Example scripts for random forest using the mlr package are for classification problems. I have a random forest regression model for water contamination. I could classify the continuous target variable but I would rather run a regression. If anyone knows a script for random forest regression using mlr please share. I am stuck at the make a learner stage: neither of these lines work:
regr.lrn = makeLearner("regr.gbm", n.trees = 100)
regr.lrn = makeLearner("regr.randomForest", predict.type = "prob", fix.factors.prediction = TRUE)
Does this example help?
library(caret)
library(mlr)
library(MASS)
Boston1 <- Boston[,9:14]
datasplit <- createDataPartition(y = Boston1$medv, times = 1,
p = 0.75, list = FALSE)
Boston1_train <- Boston1[datasplit,]
Boston1_test <- Boston1[-datasplit,]
rtask <- makeRegrTask(id = "bh", data = Boston1_train, target = "medv")

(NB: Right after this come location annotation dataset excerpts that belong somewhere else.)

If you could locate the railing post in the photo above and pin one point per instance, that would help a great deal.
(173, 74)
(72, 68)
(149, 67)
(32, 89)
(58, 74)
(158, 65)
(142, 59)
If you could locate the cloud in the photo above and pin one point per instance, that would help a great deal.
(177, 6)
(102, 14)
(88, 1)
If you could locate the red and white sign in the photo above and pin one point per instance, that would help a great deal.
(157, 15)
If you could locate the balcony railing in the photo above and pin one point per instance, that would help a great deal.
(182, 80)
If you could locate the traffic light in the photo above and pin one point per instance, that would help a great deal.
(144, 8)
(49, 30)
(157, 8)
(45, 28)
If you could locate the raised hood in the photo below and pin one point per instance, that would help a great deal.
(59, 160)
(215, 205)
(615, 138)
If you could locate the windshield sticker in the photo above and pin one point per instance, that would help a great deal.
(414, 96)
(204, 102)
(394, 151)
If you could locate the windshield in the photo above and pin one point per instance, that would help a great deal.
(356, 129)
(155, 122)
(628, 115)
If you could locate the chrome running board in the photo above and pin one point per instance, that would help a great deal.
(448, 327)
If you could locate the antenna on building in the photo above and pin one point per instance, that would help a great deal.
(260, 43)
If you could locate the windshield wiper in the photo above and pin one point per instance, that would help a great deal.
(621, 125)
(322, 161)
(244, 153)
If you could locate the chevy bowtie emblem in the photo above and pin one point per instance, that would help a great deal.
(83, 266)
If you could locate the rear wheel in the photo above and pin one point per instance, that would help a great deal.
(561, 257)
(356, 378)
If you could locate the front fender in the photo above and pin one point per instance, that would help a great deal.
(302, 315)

rmod <- train(makeLearner("regr.lm"), rtask)
rmod1 <- train(makeLearner("regr.fnn"), rtask)
rmod2 <- train(makeLearner("regr.randomForest"), rtask)
plotLearnerPrediction("regr.lm", features = "lstat", task = rtask)
plotLearnerPrediction("regr.fnn", features = "lstat", task = rtask)
plotLearnerPrediction("regr.randomForest", features = "lstat", task = rtask)
# what other learners could be used?
# lrns = listLearners()
rmod3 <- train(makeLearner("regr.cforest"), rtask)
rmod4 <- train(makeLearner("regr.ksvm"), rtask)
rmod5 <- train(makeLearner("regr.glmboost"), rtask)
plotLearnerPrediction("regr.cforest", features = "lstat", task = rtask)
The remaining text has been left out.